A troupe of teen actresses telling their stories through writing and performance

Welcome to the Girls Surviving blog. We are creating this blog to reflect on the process we use in our work with teenage girls. We are two artists, Paula and Carolyn, who have been teaching writing, theater, and storytelling for many years. We are also mothers of daughters who had a hard time navigating their teens. We believe they would have benefited from a program that provided them with a safe place to talk about what it's like to be a teenage girl and to discover their unique artistic voices. Seven years ago, we began to form a troupe of teen girls who, we thought, could write and perform plays based on the experiences that inform their lives. Since then, we've watched the girls in the Girls Surviving troupe begin to take control of their lives with self-confidence and courage. We are writing to parents, teachers, counselors, and other artists who interact with girls in the hope that this blog will raise awareness of and open conversations about the lives of girls who are growing up in our complicated times.

“I have lived a very hectic life. I would consider myself as not a survivor but as a girl surviving.”

Wednesday, October 29, 2014

More Doors

When they re-read their ‘Door’ writing from the weeks before, the girls decided that characters were emerging. Some of them were:

-       The girl whose ‘door’ is language. Her lack of English fluency is closing her in.

-       The girl whose ‘door’ is parents. They don’t give her enough freedom to grow.

-       The girls who needs a job.
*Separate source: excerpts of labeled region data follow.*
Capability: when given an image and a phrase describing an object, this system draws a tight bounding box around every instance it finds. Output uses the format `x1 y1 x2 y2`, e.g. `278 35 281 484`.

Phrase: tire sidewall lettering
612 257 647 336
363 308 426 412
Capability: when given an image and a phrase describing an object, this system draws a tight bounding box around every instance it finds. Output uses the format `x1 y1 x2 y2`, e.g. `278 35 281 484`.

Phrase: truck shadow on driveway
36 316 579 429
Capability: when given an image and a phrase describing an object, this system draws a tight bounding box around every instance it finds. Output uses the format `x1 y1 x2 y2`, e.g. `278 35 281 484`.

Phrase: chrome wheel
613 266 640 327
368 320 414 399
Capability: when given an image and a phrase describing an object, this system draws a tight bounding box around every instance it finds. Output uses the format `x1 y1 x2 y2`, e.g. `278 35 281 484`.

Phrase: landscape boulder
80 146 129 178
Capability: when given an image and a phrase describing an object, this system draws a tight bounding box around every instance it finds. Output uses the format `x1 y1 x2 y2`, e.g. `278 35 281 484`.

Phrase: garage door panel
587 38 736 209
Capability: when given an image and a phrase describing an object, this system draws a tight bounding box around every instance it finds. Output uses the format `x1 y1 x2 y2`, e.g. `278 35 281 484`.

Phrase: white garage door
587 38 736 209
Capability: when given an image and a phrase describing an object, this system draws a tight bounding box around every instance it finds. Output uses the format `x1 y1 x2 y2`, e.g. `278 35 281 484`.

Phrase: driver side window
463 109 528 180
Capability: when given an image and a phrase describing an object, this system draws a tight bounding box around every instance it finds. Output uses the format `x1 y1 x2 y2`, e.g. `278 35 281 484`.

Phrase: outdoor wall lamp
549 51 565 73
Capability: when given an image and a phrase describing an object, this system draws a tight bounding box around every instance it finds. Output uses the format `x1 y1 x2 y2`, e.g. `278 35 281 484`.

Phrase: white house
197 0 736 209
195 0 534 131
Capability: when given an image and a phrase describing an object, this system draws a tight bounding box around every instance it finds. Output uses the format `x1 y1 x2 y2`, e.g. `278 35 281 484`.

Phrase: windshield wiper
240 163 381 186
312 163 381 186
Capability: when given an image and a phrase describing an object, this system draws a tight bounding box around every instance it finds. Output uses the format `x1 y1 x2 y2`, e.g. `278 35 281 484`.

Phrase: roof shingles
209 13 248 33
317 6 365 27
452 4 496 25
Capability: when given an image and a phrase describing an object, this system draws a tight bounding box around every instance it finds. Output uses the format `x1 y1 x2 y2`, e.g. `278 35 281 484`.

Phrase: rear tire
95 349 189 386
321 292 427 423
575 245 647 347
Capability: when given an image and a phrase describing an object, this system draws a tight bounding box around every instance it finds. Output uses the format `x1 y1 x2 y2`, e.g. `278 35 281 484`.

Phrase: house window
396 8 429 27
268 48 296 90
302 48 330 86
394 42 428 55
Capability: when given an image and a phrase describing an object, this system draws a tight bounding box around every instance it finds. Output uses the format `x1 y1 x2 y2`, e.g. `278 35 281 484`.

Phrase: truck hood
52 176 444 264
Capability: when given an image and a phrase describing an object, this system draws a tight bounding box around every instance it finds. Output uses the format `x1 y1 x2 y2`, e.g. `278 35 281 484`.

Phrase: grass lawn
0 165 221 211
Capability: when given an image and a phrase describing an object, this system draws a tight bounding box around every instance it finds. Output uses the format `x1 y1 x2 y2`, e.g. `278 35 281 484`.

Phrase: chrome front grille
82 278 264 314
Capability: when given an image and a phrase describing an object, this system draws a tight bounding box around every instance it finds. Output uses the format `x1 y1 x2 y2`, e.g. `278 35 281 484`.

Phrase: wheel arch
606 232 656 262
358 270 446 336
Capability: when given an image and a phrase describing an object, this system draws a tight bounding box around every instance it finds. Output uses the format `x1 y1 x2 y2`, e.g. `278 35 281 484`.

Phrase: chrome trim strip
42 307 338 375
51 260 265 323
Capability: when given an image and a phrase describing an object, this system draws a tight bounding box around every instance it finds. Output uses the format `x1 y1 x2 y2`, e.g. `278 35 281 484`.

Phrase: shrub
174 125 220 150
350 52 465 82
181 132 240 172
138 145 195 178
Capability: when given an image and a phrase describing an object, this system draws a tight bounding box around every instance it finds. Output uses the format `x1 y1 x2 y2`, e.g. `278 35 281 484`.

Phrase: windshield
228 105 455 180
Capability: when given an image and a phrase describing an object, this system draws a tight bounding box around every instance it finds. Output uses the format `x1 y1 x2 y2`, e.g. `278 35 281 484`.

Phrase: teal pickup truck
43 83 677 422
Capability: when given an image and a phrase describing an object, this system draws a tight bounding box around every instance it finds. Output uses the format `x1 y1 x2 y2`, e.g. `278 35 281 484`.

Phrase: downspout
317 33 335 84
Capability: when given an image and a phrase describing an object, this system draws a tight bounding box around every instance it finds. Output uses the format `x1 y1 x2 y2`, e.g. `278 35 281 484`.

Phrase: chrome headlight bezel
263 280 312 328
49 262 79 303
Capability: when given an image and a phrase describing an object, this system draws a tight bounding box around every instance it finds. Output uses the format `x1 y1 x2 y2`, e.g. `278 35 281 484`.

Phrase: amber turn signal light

Her door is literal: the door of businesses that close her out because she’s too young to work, but she and her family could use the extra income.

-       The girl whose door is ajar. This is the door to adult, and sometimes, dangerous behavior. There is someone standing just inside, beckoning.

-       The girl whose door is opportunities for college and career. This door is illusive. Every time she thinks she’s got her hand on the knob, some one or something steps in between.

-       The girl whose disability, and other people’s ignorance about it, can sometimes close doors.

Once we had this list of characters, I suggested that we select one for a character interview. Veteran girls agreed that this was a good idea and they described the activity to new girls (we currently have four girls who are new this season.) The girls chose to interview the character whose parents keep her behind closed doors and Anya (who is still the ‘baby’ in spite of the fact that she is now an experienced troupe member) demonstrated the activity by playing the role of the character being interviewed.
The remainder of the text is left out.